悪気は無いのは分かっているが、私は黙り込んでしまった。
「どしたのユイちゃん?こいつが年下だったのがショック?」
「ううん。歳は好きになった人だからどうでもいいんだけど、なんで話してくれなかったの
かなって思って。私はマナブくんの何なんだろうって思っちゃった」
「そうだよね。マナブが悪い!でもこいつ言ったと思ってた可能性高いよ?」
「そうそう。意外と物忘れひどいし、天然なところあるし」
「完全に話したと思ってたけど、ユイのリアクションから見て、言ってなかったみたいだわ」
キムラくんやコダマくんが言うとおり、彼は天然なところがあるかもしれない。
出逢ったときに連絡先を交換しようとした。
確かに私は、教えたくなったら連絡してと話した。
すぐに彼のマンションに転がり込んだこともある。
しばらく経つまで私は彼の連絡先を知らなかった過去がある。
そのときの彼は、私よりビックリした顔をしていたことを覚えている。
しばらくすると、みんなが睡眠不足であった為、バタバタと寝に入った。
「ユイ…」
起きていた私は、寝ている振りをした。
「ユイ、寝てんの?」
「ブーたれて寝てる」
「寝てる人間は答えないだろ?」
「この休みの間、1日100回ずつキスしたら許してあげる」
「分かった」
私は彼の手を握った。
「歳の話、悪かったな。完全に勘違いしてたよ」
「顔見て分かったわよ。
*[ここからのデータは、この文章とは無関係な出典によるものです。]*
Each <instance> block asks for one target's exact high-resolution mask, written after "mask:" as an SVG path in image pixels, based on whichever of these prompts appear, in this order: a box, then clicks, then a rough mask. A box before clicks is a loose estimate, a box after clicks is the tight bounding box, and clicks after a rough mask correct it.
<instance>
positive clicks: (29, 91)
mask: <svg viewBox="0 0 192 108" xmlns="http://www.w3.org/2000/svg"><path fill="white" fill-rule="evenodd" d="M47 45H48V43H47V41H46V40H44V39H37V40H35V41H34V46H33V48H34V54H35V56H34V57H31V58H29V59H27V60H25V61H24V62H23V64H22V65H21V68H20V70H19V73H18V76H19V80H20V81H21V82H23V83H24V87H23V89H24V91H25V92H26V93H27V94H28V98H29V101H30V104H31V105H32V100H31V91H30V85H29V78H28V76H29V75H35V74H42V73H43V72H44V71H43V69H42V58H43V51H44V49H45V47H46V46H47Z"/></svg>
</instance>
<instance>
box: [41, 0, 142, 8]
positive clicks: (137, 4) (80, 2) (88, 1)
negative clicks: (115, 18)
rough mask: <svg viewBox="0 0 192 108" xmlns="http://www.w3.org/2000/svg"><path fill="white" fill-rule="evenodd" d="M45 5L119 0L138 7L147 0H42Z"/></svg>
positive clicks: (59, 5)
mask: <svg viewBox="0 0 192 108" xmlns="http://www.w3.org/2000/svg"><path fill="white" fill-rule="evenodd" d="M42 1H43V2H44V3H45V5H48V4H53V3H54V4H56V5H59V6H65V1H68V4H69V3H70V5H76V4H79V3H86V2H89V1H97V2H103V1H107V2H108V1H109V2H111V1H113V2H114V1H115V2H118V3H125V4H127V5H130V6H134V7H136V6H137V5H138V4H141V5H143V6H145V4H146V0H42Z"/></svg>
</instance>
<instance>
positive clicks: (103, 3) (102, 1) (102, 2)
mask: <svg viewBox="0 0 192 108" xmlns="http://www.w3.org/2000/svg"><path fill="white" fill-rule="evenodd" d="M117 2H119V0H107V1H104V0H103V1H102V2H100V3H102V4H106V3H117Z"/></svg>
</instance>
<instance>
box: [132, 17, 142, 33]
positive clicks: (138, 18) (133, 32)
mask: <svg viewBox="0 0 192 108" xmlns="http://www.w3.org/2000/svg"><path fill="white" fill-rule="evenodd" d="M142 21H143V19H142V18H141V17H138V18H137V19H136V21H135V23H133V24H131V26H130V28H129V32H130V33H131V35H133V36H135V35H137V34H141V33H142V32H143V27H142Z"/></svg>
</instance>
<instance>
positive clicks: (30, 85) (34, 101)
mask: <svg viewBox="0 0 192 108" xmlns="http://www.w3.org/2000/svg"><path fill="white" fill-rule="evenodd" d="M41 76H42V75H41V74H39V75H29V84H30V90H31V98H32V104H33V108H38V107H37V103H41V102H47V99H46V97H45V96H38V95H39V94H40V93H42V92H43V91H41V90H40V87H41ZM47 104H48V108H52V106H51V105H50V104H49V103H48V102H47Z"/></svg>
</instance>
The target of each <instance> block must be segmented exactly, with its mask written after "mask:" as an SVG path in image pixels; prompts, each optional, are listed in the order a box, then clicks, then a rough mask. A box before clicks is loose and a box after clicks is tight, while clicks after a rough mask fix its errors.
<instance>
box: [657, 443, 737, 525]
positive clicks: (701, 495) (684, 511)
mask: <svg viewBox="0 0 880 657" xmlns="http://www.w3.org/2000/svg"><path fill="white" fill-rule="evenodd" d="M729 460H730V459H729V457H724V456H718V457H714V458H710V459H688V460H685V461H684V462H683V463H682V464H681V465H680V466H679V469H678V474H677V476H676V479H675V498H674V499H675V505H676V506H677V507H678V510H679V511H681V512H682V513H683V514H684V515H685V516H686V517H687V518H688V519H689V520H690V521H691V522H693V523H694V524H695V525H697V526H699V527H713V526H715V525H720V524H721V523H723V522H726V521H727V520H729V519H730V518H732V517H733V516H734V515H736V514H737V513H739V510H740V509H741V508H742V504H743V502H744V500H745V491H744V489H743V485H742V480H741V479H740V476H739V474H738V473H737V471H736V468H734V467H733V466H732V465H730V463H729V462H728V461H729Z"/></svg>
本人が1番きょとんってしてもん」
「まあ現地着いたら楽しもうぜ」
高速での渋滞中、私は彼の手をずっと握り締めていた。
車内に10時間以上も閉じ込められていた結果、やっとホテルに辿り着いた。
ロビーまで行くと、キムラくんが受付をしてくれた。
「ほい、マナブ達の部屋の鍵ね」
キムラくんは彼にカードキーを手渡した。
フロアは8階だという。
私達は、エレベーターに乗った。
そのとき、コダマくんがカードキーを2枚持っていることに気が着いた。
「ねえ、4部屋って誰かまだ来るの?」
「そのうち分かるよ」
「サプライズゲストとか居たりして?」
「ええ?気になる!」
私達が1番元気な時間帯は、他の客室は寝静まっている。
4部屋目とは時間を気にせず、集まって飲める宴会部屋なのだそうだ。
休みの間だけ、周囲の時間帯に合わせると仕事に戻ったときに時差ボケが生じる。
だから4部屋目を有効に活用して、時間帯をずらさないようにする訳だ。
水商売をやっていると生活している時間帯が異なるので、このようなことも考える。
少なくともここにいる6人は、水商売を立派な仕事と捉えている。
若いから、派手だからと後ろ指されるのは本人次第だ。
彼の言葉を借りれば、この業界は夢を売る商売。
社会的には、認められた存在ではないかもしれない。
でも彼は立派な役職について、同年代では手に入れられない収入も得ている。
彼が中心となって、会社として機能すれば、認知される存在となれるかもしれない。
私は彼や仲間がそのようになったときにサポートしたいと思っている。